Hi. I'm Adam Goodall. I’m a 23-year-old who recently graduated from Victoria University with an LLB (that’s Law) and a BA (Hons) (in film, natch). I have an obsession with the South Korean New Wave, and East Asian cinema more generally; I adore the Coen Brothers, Park Chan-wook and Wong Kar-Wai; I count among my favourite films Bong Joon-ho’s The Host, Jean-Pierre Melville’s Le Samouraï and James Wong’s Final Destination 3.

 I’ll be providing approximately 50 per cent of the blog posts under The State of Things’ banner. 

 

Despite this blog’s lofty title, Adam and I aren’t always going to be writing about Big Ideas – but they won’t be far from our minds, largely because the way our generation experiences visual culture, and cinema in particular, is inextricably linked with screen technologies. Whether it’s a digital 3D movie seen at imax or a two-minute YouTube clip watched on a smartphone while waiting for the bus, the device-centric how and where of what we’re watching – and how many other people are watching with us, and what they think – has become as important as what we watch. One major question that’s been in the back of my mind for a while, encircling this notion, is this: In an era when there’s no longer any such thing as rarity, can there be any such thing as the expert critic?

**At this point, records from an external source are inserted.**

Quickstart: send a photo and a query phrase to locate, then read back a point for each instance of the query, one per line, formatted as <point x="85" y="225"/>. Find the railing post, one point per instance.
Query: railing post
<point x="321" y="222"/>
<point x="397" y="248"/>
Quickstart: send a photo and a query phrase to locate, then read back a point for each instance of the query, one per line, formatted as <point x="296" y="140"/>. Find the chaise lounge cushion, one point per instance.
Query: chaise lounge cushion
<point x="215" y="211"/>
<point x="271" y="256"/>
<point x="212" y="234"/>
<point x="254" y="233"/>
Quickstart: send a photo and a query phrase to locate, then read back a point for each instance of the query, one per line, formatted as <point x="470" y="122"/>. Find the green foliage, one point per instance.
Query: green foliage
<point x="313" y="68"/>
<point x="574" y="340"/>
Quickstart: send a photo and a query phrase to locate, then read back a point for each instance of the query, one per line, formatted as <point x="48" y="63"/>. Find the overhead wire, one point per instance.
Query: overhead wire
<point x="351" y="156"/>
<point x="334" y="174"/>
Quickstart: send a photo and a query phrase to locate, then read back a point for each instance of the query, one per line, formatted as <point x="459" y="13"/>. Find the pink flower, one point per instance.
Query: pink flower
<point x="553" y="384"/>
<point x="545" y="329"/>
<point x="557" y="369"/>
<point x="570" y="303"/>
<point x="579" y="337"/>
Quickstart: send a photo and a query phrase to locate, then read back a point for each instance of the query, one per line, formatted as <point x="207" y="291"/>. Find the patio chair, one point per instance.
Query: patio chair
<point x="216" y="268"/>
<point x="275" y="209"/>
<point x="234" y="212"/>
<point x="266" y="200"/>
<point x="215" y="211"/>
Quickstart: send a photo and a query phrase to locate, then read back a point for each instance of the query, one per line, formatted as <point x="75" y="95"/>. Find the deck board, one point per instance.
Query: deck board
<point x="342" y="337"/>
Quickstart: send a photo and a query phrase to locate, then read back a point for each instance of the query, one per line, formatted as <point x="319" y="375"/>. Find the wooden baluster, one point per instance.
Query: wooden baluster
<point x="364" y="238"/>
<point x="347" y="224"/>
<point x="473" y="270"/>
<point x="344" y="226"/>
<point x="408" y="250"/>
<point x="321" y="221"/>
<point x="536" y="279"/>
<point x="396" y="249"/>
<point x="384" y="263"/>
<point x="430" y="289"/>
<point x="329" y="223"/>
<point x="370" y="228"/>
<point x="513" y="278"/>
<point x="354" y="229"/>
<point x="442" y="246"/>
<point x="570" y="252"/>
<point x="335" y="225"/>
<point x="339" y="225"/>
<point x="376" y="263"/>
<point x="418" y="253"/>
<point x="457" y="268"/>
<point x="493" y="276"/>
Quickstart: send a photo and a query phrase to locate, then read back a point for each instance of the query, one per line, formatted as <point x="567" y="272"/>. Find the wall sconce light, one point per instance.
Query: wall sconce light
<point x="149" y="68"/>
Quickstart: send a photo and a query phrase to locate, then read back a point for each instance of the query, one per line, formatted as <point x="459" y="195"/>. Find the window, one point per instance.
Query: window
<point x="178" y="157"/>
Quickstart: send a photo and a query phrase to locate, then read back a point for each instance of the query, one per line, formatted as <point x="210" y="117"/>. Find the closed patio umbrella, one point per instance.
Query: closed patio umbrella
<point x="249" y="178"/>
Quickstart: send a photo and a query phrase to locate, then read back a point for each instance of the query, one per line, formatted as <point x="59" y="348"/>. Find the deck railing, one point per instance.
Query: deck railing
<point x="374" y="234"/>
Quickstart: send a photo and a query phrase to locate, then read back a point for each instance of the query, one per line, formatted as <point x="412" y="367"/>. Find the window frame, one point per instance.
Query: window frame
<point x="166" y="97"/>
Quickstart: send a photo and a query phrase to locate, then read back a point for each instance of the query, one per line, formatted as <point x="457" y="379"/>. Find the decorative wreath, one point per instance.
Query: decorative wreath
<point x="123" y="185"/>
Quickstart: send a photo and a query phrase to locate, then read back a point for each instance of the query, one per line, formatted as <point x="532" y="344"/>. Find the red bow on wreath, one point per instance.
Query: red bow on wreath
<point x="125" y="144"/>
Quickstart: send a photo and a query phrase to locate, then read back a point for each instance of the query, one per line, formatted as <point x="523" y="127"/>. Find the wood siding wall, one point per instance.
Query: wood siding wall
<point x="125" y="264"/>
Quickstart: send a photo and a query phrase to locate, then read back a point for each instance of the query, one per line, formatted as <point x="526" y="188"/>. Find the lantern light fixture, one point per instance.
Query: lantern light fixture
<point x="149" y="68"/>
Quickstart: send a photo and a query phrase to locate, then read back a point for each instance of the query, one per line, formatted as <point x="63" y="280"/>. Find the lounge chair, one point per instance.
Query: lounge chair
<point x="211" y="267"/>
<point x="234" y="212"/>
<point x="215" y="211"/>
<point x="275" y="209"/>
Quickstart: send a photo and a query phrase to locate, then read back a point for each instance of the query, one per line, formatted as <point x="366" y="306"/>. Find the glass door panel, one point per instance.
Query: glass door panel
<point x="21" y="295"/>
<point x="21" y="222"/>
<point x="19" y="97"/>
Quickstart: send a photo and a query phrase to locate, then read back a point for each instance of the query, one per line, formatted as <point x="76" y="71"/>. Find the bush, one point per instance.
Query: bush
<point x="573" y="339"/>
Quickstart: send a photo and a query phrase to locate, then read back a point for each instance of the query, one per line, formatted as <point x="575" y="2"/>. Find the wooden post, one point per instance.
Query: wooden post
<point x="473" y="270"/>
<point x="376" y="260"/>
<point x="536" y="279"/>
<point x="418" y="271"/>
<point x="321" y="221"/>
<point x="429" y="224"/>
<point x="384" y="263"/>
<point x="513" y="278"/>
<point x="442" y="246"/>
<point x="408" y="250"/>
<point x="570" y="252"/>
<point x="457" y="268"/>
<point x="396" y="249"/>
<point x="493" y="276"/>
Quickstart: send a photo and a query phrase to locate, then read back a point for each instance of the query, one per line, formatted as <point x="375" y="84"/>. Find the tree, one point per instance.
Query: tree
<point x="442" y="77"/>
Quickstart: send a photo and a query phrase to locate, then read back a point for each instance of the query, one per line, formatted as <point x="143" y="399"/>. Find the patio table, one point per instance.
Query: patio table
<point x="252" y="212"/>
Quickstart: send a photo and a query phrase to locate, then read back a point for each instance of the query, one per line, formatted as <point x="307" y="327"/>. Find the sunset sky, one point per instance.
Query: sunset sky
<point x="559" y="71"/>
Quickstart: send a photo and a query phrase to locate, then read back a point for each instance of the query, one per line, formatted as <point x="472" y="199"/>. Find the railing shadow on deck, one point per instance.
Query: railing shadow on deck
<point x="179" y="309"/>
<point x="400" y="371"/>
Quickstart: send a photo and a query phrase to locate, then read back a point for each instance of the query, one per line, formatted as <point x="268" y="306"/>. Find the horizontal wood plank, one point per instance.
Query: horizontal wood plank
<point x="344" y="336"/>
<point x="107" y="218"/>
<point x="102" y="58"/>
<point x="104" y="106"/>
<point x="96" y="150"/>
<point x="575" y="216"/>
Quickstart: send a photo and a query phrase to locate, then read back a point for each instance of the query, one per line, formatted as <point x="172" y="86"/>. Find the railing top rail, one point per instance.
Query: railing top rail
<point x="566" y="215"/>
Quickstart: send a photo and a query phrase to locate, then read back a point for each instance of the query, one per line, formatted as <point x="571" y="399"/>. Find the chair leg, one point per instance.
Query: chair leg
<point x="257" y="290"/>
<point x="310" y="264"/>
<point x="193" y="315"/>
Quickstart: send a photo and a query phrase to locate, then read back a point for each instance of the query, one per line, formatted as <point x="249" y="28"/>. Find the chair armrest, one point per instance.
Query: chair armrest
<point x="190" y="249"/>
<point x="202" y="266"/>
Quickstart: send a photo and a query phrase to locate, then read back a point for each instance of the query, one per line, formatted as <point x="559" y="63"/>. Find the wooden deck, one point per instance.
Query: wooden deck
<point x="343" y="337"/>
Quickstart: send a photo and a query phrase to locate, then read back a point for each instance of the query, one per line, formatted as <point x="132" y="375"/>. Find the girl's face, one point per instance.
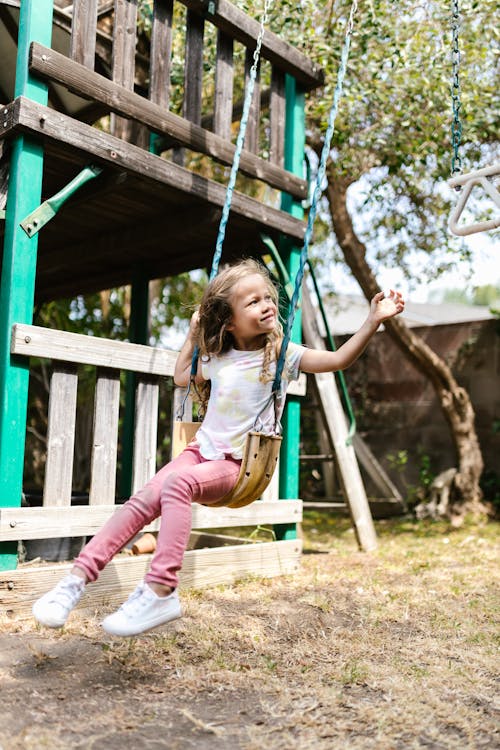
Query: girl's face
<point x="254" y="312"/>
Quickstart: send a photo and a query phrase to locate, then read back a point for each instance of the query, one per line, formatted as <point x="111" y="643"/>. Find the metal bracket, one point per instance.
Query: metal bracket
<point x="47" y="210"/>
<point x="6" y="117"/>
<point x="465" y="183"/>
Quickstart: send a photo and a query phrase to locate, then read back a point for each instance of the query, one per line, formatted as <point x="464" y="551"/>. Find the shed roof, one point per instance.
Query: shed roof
<point x="346" y="313"/>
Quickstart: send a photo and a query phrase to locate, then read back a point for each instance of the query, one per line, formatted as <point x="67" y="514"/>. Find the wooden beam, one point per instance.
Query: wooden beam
<point x="201" y="568"/>
<point x="31" y="117"/>
<point x="161" y="52"/>
<point x="331" y="407"/>
<point x="83" y="32"/>
<point x="224" y="75"/>
<point x="86" y="520"/>
<point x="56" y="67"/>
<point x="193" y="68"/>
<point x="63" y="346"/>
<point x="245" y="29"/>
<point x="105" y="437"/>
<point x="60" y="436"/>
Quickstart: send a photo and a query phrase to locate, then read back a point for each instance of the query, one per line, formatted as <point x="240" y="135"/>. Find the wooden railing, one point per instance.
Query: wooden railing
<point x="118" y="96"/>
<point x="58" y="518"/>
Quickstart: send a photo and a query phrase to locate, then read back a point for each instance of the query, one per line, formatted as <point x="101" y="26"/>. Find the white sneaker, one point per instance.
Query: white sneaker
<point x="142" y="611"/>
<point x="53" y="608"/>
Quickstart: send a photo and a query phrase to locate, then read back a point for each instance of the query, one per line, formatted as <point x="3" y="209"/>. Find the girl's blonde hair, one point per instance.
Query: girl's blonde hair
<point x="215" y="313"/>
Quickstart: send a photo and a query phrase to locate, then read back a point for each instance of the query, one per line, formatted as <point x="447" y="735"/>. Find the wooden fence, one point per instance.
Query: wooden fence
<point x="58" y="518"/>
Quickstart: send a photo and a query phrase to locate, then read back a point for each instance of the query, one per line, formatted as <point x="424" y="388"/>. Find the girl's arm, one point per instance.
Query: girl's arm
<point x="381" y="308"/>
<point x="182" y="372"/>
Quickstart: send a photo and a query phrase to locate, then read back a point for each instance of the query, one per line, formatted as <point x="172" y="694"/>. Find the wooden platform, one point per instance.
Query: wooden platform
<point x="146" y="212"/>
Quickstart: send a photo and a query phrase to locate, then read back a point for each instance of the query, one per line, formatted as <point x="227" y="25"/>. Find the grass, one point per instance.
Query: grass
<point x="390" y="650"/>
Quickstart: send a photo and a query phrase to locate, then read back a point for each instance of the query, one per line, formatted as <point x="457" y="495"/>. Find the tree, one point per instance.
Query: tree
<point x="392" y="148"/>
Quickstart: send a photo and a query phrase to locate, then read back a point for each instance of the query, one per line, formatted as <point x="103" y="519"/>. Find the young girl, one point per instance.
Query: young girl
<point x="238" y="335"/>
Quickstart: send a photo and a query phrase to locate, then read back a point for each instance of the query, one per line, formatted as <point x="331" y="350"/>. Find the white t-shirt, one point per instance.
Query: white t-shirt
<point x="237" y="398"/>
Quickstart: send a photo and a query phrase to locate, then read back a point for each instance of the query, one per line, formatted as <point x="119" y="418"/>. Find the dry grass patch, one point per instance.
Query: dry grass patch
<point x="393" y="650"/>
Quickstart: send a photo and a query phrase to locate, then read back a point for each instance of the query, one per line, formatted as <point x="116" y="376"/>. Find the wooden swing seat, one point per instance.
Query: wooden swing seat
<point x="259" y="461"/>
<point x="484" y="178"/>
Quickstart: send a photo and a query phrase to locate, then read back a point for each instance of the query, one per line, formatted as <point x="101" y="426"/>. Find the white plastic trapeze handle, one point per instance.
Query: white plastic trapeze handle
<point x="483" y="177"/>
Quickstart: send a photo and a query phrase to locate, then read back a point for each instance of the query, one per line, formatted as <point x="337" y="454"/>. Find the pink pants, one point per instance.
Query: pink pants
<point x="169" y="494"/>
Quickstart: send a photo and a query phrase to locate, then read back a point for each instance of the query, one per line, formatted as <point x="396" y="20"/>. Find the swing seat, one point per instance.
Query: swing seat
<point x="259" y="461"/>
<point x="485" y="179"/>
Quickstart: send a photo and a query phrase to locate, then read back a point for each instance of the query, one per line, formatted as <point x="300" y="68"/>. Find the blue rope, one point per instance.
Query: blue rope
<point x="236" y="163"/>
<point x="294" y="302"/>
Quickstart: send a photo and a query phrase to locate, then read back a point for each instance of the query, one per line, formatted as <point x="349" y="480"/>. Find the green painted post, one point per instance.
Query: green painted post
<point x="17" y="287"/>
<point x="138" y="334"/>
<point x="294" y="162"/>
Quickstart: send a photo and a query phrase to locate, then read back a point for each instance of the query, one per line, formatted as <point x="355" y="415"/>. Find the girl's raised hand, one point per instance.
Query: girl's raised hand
<point x="385" y="305"/>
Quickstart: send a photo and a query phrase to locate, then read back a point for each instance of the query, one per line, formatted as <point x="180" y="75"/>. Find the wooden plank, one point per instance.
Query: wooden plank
<point x="335" y="420"/>
<point x="54" y="66"/>
<point x="105" y="438"/>
<point x="124" y="41"/>
<point x="224" y="77"/>
<point x="145" y="433"/>
<point x="123" y="61"/>
<point x="27" y="116"/>
<point x="35" y="341"/>
<point x="83" y="520"/>
<point x="83" y="32"/>
<point x="277" y="118"/>
<point x="204" y="567"/>
<point x="373" y="468"/>
<point x="193" y="67"/>
<point x="161" y="52"/>
<point x="252" y="135"/>
<point x="245" y="29"/>
<point x="60" y="436"/>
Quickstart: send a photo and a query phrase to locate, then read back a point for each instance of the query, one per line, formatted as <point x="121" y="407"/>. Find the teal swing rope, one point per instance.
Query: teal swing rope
<point x="236" y="161"/>
<point x="294" y="302"/>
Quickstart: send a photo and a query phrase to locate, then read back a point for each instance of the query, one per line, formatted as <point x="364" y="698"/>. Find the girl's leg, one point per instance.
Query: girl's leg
<point x="204" y="482"/>
<point x="142" y="508"/>
<point x="146" y="607"/>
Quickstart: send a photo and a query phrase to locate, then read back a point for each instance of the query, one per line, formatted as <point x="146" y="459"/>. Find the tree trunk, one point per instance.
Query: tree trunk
<point x="466" y="493"/>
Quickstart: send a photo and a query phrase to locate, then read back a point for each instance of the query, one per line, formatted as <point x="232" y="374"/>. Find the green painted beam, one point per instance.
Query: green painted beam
<point x="17" y="284"/>
<point x="294" y="162"/>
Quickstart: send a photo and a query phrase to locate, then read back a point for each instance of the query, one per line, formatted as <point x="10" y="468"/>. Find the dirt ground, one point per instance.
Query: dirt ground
<point x="391" y="650"/>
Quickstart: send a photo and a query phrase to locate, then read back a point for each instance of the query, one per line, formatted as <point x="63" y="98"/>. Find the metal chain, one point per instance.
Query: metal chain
<point x="240" y="141"/>
<point x="456" y="125"/>
<point x="236" y="161"/>
<point x="318" y="191"/>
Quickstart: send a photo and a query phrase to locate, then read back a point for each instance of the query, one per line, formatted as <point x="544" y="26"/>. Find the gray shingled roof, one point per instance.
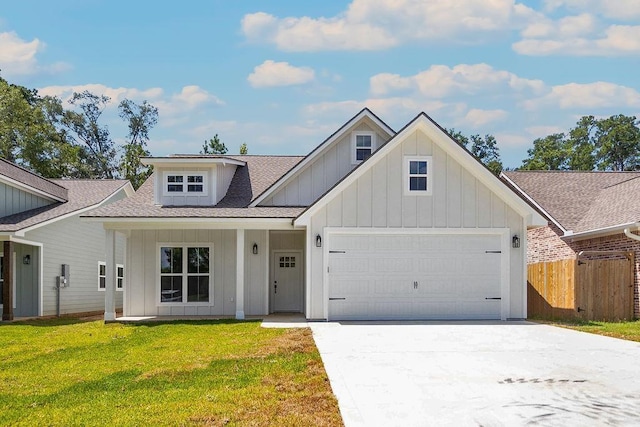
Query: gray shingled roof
<point x="47" y="186"/>
<point x="583" y="201"/>
<point x="248" y="182"/>
<point x="81" y="194"/>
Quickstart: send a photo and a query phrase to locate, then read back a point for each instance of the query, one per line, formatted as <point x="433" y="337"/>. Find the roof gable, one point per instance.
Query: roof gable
<point x="364" y="114"/>
<point x="443" y="140"/>
<point x="579" y="202"/>
<point x="30" y="182"/>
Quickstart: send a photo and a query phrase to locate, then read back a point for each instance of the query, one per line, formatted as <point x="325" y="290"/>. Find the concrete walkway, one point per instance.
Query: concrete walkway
<point x="479" y="373"/>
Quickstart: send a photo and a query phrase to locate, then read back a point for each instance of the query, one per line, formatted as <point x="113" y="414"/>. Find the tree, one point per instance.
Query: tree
<point x="214" y="146"/>
<point x="484" y="149"/>
<point x="140" y="119"/>
<point x="617" y="143"/>
<point x="548" y="153"/>
<point x="99" y="149"/>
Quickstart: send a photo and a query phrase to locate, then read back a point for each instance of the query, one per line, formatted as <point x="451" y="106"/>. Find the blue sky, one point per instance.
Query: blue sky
<point x="283" y="75"/>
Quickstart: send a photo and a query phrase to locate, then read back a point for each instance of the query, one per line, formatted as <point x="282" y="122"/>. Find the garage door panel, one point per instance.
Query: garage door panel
<point x="414" y="276"/>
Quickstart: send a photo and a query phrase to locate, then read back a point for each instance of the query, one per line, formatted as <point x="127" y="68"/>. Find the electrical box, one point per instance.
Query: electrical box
<point x="64" y="277"/>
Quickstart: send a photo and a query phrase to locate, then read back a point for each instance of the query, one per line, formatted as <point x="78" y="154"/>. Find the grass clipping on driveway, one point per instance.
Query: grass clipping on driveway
<point x="67" y="372"/>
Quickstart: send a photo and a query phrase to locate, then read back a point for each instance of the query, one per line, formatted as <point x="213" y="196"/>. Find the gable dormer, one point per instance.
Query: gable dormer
<point x="181" y="180"/>
<point x="334" y="158"/>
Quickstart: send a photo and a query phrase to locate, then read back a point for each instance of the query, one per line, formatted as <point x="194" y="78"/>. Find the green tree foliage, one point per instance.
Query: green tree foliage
<point x="484" y="149"/>
<point x="85" y="130"/>
<point x="214" y="146"/>
<point x="140" y="119"/>
<point x="605" y="144"/>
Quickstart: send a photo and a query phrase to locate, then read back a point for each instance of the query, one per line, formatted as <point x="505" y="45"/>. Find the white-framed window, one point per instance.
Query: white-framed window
<point x="418" y="175"/>
<point x="119" y="277"/>
<point x="362" y="146"/>
<point x="185" y="274"/>
<point x="180" y="183"/>
<point x="102" y="275"/>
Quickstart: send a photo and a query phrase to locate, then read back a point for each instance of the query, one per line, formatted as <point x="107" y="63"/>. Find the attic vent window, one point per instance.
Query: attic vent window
<point x="362" y="144"/>
<point x="177" y="183"/>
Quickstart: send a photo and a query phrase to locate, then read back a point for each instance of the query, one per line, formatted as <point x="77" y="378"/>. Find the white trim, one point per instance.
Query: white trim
<point x="427" y="126"/>
<point x="320" y="149"/>
<point x="22" y="231"/>
<point x="406" y="175"/>
<point x="185" y="184"/>
<point x="100" y="264"/>
<point x="184" y="274"/>
<point x="29" y="189"/>
<point x="354" y="148"/>
<point x="124" y="273"/>
<point x="533" y="202"/>
<point x="505" y="260"/>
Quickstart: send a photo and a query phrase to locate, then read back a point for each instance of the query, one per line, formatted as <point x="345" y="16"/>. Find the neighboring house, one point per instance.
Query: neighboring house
<point x="41" y="231"/>
<point x="372" y="224"/>
<point x="586" y="211"/>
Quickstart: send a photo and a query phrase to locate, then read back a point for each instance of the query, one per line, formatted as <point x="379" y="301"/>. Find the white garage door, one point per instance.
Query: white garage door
<point x="414" y="276"/>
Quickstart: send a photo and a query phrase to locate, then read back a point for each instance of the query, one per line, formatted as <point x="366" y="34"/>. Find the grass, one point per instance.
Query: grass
<point x="69" y="372"/>
<point x="628" y="330"/>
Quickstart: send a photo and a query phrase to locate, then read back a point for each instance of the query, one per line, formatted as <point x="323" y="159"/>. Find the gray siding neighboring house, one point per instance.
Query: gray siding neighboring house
<point x="38" y="241"/>
<point x="372" y="224"/>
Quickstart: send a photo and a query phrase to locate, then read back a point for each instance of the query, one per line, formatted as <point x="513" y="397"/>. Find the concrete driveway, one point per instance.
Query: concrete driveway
<point x="478" y="373"/>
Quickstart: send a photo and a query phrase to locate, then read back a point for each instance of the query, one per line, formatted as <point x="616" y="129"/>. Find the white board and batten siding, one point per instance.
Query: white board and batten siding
<point x="14" y="200"/>
<point x="327" y="168"/>
<point x="143" y="297"/>
<point x="459" y="202"/>
<point x="81" y="245"/>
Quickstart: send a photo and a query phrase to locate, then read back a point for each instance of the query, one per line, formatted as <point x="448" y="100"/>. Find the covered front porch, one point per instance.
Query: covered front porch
<point x="213" y="270"/>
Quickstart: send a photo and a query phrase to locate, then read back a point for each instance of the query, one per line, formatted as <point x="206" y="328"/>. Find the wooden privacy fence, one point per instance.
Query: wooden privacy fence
<point x="595" y="289"/>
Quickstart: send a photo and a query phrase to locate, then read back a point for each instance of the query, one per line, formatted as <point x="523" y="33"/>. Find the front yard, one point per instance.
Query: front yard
<point x="69" y="372"/>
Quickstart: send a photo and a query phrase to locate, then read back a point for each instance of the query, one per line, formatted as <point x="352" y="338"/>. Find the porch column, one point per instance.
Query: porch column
<point x="7" y="288"/>
<point x="239" y="274"/>
<point x="110" y="278"/>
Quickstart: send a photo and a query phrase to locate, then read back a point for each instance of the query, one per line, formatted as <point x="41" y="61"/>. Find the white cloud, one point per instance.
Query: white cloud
<point x="380" y="24"/>
<point x="477" y="117"/>
<point x="587" y="97"/>
<point x="271" y="73"/>
<point x="464" y="79"/>
<point x="18" y="57"/>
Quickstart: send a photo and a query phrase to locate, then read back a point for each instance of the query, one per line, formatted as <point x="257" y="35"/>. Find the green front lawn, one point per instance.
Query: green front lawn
<point x="623" y="330"/>
<point x="68" y="372"/>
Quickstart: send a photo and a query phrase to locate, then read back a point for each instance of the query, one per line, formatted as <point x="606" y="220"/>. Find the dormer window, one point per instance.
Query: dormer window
<point x="362" y="146"/>
<point x="185" y="183"/>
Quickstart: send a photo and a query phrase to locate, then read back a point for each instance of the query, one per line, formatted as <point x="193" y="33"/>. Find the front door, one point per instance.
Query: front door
<point x="286" y="288"/>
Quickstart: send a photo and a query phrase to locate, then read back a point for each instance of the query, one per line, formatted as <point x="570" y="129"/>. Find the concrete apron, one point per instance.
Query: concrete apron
<point x="478" y="373"/>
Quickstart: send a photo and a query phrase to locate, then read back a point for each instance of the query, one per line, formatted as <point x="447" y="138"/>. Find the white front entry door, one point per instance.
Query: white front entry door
<point x="286" y="288"/>
<point x="414" y="276"/>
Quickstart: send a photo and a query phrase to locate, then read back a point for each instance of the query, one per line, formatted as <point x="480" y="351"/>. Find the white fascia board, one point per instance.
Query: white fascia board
<point x="452" y="148"/>
<point x="533" y="202"/>
<point x="599" y="232"/>
<point x="319" y="150"/>
<point x="189" y="161"/>
<point x="193" y="223"/>
<point x="29" y="189"/>
<point x="22" y="231"/>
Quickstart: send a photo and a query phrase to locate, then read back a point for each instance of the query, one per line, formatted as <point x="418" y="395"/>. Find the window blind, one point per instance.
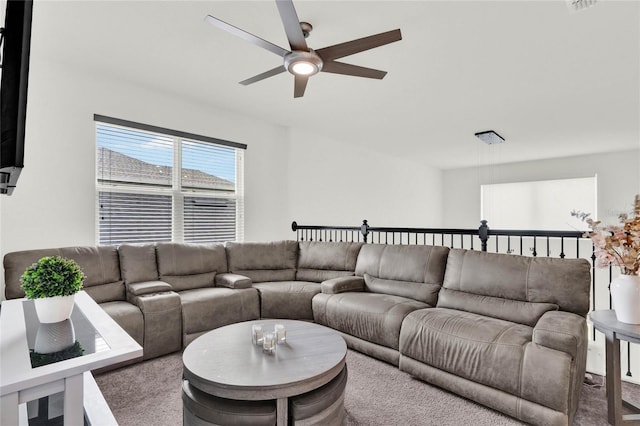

It’s astounding, really, that in 2013 we, as a country, still don’t have so many of the legal avenues for consuming media that other countries have – quasi-legit browser add-ons and EULA-breaking workarounds excepted. Last I checked, Netflix still wasn’t terribly fussed about ever setting up shop here, and I wouldn’t be surprised if the new season of Girls, which starts on HBO in January, didn’t show up until March on our watered-down, more expensive equivalent, SoHo. Meanwhile the Internet indifferently ticks away with its plot-points, spoilers, and sometimes-worthwhile think-pieces about stuff we can watch (illegally) but not purchase – or at least not purchase digitally, or in a timely fashion.

This blog will, from my end at least, probably be more critical analysis on actual movies than commentary on a stubborn industry’s dying business model, though I’ll certainly be trying to get some of that in from time to time as well.

My name’s Hugh Lilly, and I’ll be writing the other half of The State of Things.